The EU is a community of values and a partnership of 27 sovereign member states, that make each other stronger, when a joint approach is needed…The EU is not an unstoppable train speeding towards federalism. – Mark Rutte
Just as Theresa May was thanking the heavens for Brexit, in Mansion House, a little known Dutch garden gnome, was threatening to disrupt the harmony of Jean-Claude Juncker’s federalist rose garden. The offender resembles another anti-Federal garden gnome who, in turn, resembles more Harry Potter, than anybody of importance. I’m referring to the former Dutch premier, Jan Peter Balkenende (he’s the Harry Potter look-alike), and the present Dutch premier, Mark Rutte. Both have spoken out over the EU’s quest for federalism.
In a speech marking the 50th anniversary of the Treaty of Rome, in 2007, Balkenende hinted that national parliaments should be given a stronger role than hitherto, since decisions that affect citizens locally, should also be taken, locally.
Directives from Brussels should not be heavier than strictly necessary – Jan Peter Balkenende, 2007
Of course, we all know what happened next. Balkenende’s speech was in March, and the Lisbon Treaty was signed in December. The Lisbon Treaty is considered, by some, as an intermediate step on the way from an economic community to a political Union, and from a Union of governments to a Union of citizens. If that doesn’t make your eyes water, nothing will. The question is – are you crying or laughing?
Mark Rutte’s speech in Berlin was even more remarkable (excuse the pun) because it coincided with Theresa May justifying her relentless efforts in wanting to make everybody cross with her. Minutes before Theresa May was to deliver her speech at Mansion House, in a language that was her own, Mark Rutte spoke about his, in a language that wasn’t.

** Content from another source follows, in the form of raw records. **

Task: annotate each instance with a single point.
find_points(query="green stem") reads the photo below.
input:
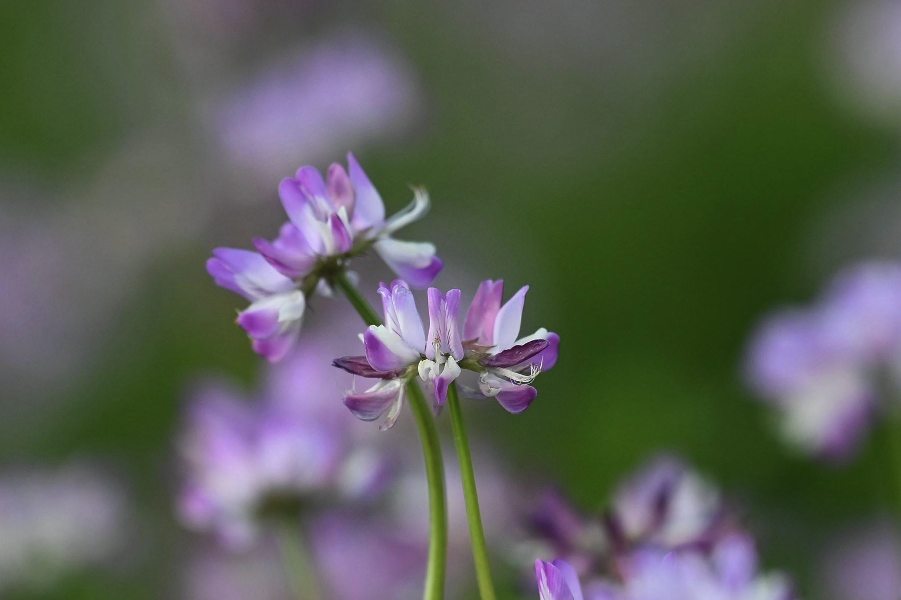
(431, 449)
(297, 562)
(360, 303)
(471, 495)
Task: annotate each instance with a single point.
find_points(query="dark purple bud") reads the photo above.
(358, 365)
(515, 355)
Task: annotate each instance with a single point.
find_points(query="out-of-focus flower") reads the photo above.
(557, 581)
(57, 522)
(399, 349)
(826, 368)
(863, 564)
(247, 461)
(387, 561)
(729, 572)
(665, 504)
(332, 220)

You had a choice today. You could have listened to a speech in the U.K. about a future without Europe. Or a speech in Berlin by someone who believes in Europe and wants to talk about the best way to move forward with Europe. – Mark Rutte
“This is what I believe, and this is how Europe should be…” was his basic message to the German audience. During the speech one could almost picture Rutte boarding a high-speed train, in Lisbon. The train, whose destination was Brussels, was full of well-meaning federalists, and was dangerously speeding its way through the European countryside. On the outskirts of Berlin, and then Paris, Rutte pulled the alarm handle, in a valiant attempt to stop the train. Whether Rutte has succeeded in stopping the Federalist train from Lisbon, remains to be seen. Rumblings emanating from Paris and Berlin seem to point to the fact that certain Europeans are adding coal to the steam engine, in order to accelerate the already speeding train.
Mark Rutte did have a message for the French and the Germans. That the EU needs to deliver on its basic promises, and Brussels serve the member countries, and not vice-versa, were principles high up on Rutte’s agenda. And whether the French and Germans like it or not,well –
It’s not only about Macron and Merkel, but about how we go forward collectively.
Mark Rutte’s speech was as clear as it was clairvoyant. Maybe I’m biased, of course, because his views coincide with mine. The only difference being – he is much more powerful than I am.
Everyone should keep their own house in order. And if there is genuinely no alternative, good neighbours help each other. But we should do things in that order. European funds are a last resort, not first aid.
Doesn’t that remind you of the UK’s golden age, when Margaret Thatcher wanted everybody living under the same roof to pay a poll tax? Yes, even that snotty nosed teenager, never setting his foot out of the attic, would have to contribute to society. Well, such a vision would certainly put the Greeks in their place.
But Rutte’s vision of Europe goes further than simple economic reasoning. The EU “must deliver on its basic promises of prosperity, security and stability. If it doesn’t, “people will start believing the false promises and pipe dreams of the political extremes.”
For one so quiet, when it comes to participating in the European debate, Mark Rutte wants to make his voice heard. Up to now, the Netherlands have pretty much stayed on the sidelines of EU politics, despite being part of the founding members, all those years ago. It is a country that is now caught between sadness of losing a trusted EU ally, and trepidation about finding a new role for itself, in the EU. For Rutte, there is no doubt that the continuing deepening of the Franco-German influence on the EU must be balanced and, in some cases, countered. Jean-Claude Juncker and his bunch of federalists, may have just have got rid of the noisy garden cat, but must be wary of the garden gnome.